Democrats will control the U.S. Senate. Republicans will have a slim majority in the House. Now is the time to ask: what is the agenda? Too easily, it could be just defending the status quo. That won’t cut it with the majority of people who have seen their own economic security whittled away over the past decades, nor will it help with access to the ballot and voting rights. So let’s start with that.
In this democracy of ours, we have one huge wall that enables “taxation without representation.” That law prevents 700,000 Americans from having representation in the Senate and House of Representatives. By law, voters in Washington, D.C., are prevented from electing their own senators and members of Congress to represent them. The more than 700,000 residents of our nation’s capital have no votes in Congress.
Washington, D.C., has more people than Vermont and Wyoming. Both of those states elect two senators and one congressperson. Montana, Rhode Island, New Hampshire and Maine have almost twice the number of residents as Washington, D.C. These states each get two senators and two congresspeople. District of Columbia residents get zero representation. We talk a lot about voting rights, access to the ballot and barriers to voting, but we never discuss the biggest barrier in our country: the prohibition against the citizens of Washington, D.C., voting for and having representation in our federal government.

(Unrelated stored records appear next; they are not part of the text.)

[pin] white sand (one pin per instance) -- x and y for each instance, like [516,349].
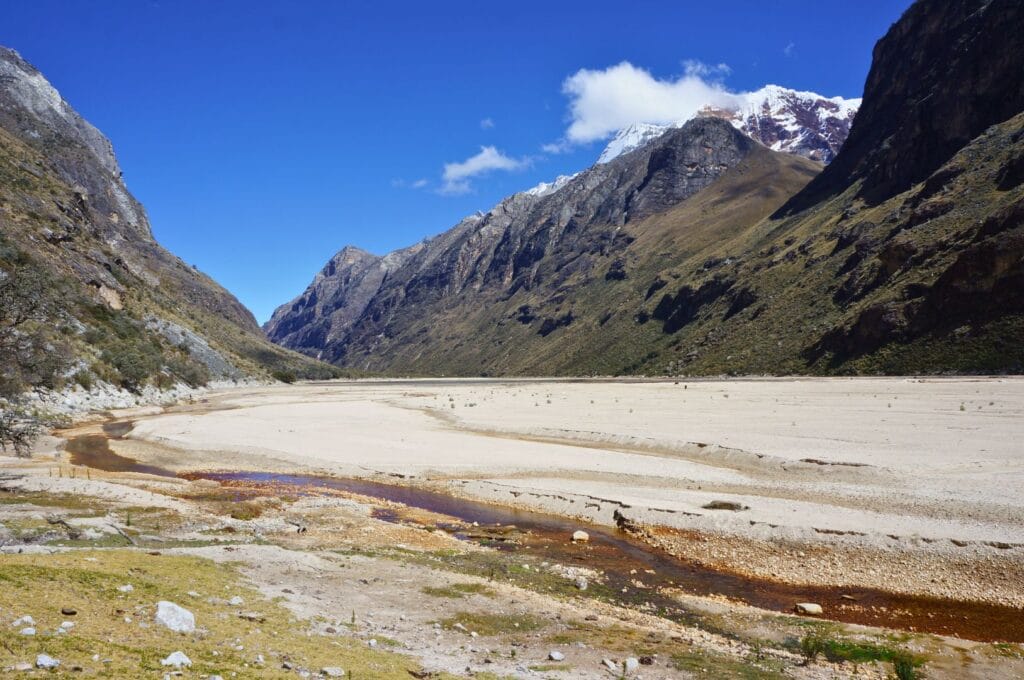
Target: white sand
[941,458]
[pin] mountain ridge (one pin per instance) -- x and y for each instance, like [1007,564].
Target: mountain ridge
[125,310]
[896,258]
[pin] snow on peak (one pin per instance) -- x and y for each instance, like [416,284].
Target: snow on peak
[785,120]
[631,137]
[547,188]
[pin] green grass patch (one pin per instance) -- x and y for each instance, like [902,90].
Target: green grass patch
[120,628]
[493,624]
[458,590]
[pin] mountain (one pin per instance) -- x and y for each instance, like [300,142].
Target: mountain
[784,120]
[478,297]
[705,252]
[126,310]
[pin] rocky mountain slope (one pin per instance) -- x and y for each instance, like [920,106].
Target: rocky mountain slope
[903,256]
[125,309]
[784,120]
[525,260]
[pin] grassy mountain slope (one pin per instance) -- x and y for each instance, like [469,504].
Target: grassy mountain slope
[903,255]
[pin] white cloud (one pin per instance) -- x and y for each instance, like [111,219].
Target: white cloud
[712,72]
[457,175]
[556,147]
[417,183]
[602,101]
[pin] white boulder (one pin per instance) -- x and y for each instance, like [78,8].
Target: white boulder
[177,660]
[175,618]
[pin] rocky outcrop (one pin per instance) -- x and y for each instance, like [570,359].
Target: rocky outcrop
[126,304]
[943,74]
[358,303]
[784,120]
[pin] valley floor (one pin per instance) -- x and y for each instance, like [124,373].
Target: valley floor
[852,491]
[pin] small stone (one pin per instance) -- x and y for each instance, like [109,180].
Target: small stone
[175,618]
[177,660]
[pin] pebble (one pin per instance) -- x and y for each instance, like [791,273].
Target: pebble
[175,618]
[808,608]
[177,660]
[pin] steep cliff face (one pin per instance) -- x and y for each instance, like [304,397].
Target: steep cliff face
[65,210]
[904,255]
[531,244]
[942,75]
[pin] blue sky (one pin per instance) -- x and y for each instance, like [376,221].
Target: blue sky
[262,136]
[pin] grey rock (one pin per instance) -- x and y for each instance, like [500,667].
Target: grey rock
[363,309]
[175,618]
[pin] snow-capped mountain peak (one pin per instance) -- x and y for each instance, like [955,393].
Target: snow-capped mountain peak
[546,188]
[784,120]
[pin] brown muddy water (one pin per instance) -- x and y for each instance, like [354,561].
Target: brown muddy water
[634,572]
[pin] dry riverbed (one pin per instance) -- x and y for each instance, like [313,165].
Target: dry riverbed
[849,489]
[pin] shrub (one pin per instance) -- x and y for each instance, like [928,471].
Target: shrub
[84,379]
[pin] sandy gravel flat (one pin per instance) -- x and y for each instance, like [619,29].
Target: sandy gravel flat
[934,462]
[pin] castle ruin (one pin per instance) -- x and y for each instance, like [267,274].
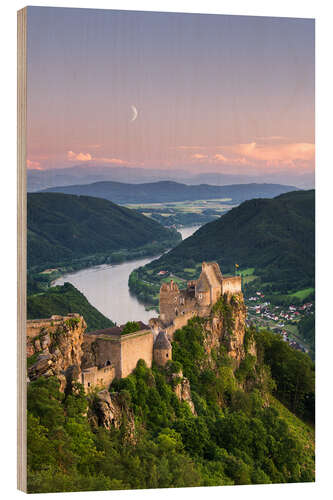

This could happen in the next two months. Indeed, the House has already passed the DC Statehood Bill, HR 51. Now the Senate needs to take it up and pass it. With the filibuster in place, the Senate would need 60 votes. That won’t happen, but at some point in time, the Senate needs to get rid of the filibuster and the stranglehold this has on the will of the majority — or, to put it in another way, the tyranny of the minority. They could — and should — do this now.
What can the Democrats do immediately to enhance economic security? A lot.
The Republicans are intent on attacking Social Security. Holding the status quo only puts the Democrats on the defensive. Here’s a better strategy and policy position: Let’s expand Social Security. It’s not hard to do. We could increase benefits across the board, take account of parents’ — and particularly mothers’ — time out of the workforce to care for their children and restore student benefits, which were taken away during the Reagan administration. All this could be financed by eliminating the wage cap on taxable wages.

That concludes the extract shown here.